La Corte Interamericana de Derechos Humanos (CorteIDH) emitió una sentencia el pasado jueves que condena a Brasil por la detención ilegal y las torturas sufridas por Denise Peres Cripsim y Eduardo Leite en el contexto de la dictadura brasileña de 1970.
En este fallo, el Tribunal estableció que el Estado brasileño es «responsable internacionalmente» por no haber investigado adecuadamente las denuncias de tortura y la ejecución extrajudicial de Eduardo Leite. La CorteIDH enfatizó que estas violaciones de derechos humanos también han impactado gravemente a los familiares de las víctimas, privándolos del derecho a la verdad y a la integridad personal.
La sentencia subraya que los crímenes cometidos contra Denise y Eduardo constituyen crímenes de lesa humanidad, lo que significa que no están sujetos a prescripción según el derecho internacional. Este hecho pone de manifiesto la necesidad urgente de abordar la impunidad que ha caracterizado la justicia en Brasil respecto a estos crímenes.
Los hechos que llevaron a la condena se desarrollaron entre julio y diciembre de 1970. Denise, que estaba embarazada de seis meses, fue arrestada bajo acusaciones de subversión y terrorismo. Durante su detención, fue llevada a la Comisaría de Orden Político-Social (DOPS), donde sufrió torturas desde el 23 de julio hasta el 3 de agosto.
El 11 de agosto, debido al riesgo que la tortura suponía para su embarazo, Denise fue trasladada a un hospital clandestino. Su hija, Eduarda, nació el 11 de octubre en ese hospital, pero su nacimiento no fue registrado oficialmente.

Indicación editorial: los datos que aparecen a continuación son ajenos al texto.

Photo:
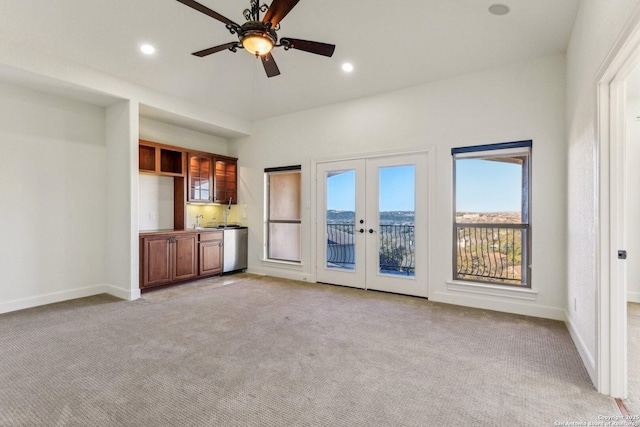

Por su parte, Eduardo Leite fue detenido el 21 de agosto de 1970 y, de acuerdo con la Comisión Nacional de la Verdad, estuvo bajo custodia estatal durante 109 días, período en el cual fue sometido a tortura antes de que se informara falsamente que había muerto en un tiroteo el 8 de diciembre de ese año. La CNV ha documentado que Eduardo fue asesinado en realidad por un mayor del Ejército.
La CorteIDH resaltó la necesidad de que el Estado investigue, enjuicie y, si corresponde, castigue a los responsables, así como de brindar una perspectiva de género en el caso de Denise. En 2011, ella había presentado una denuncia penal por la tortura y ejecución de su esposo, pero en 2012 el fiscal decidió archivar el caso alegando que los delitos no eran considerados imprescriptibles en la legislación brasileña.
La CorteIDH ordenó a Brasil investigar estos hechos y sancionar a los culpables, además de localizar los restos de Eduardo Leite y corregir su certificado de defunción. También se pidió un acto público en el que el Estado reconozca su responsabilidad internacional y se adopten medidas para reconocer la imprescriptibilidad de estos delitos en el derecho brasileño.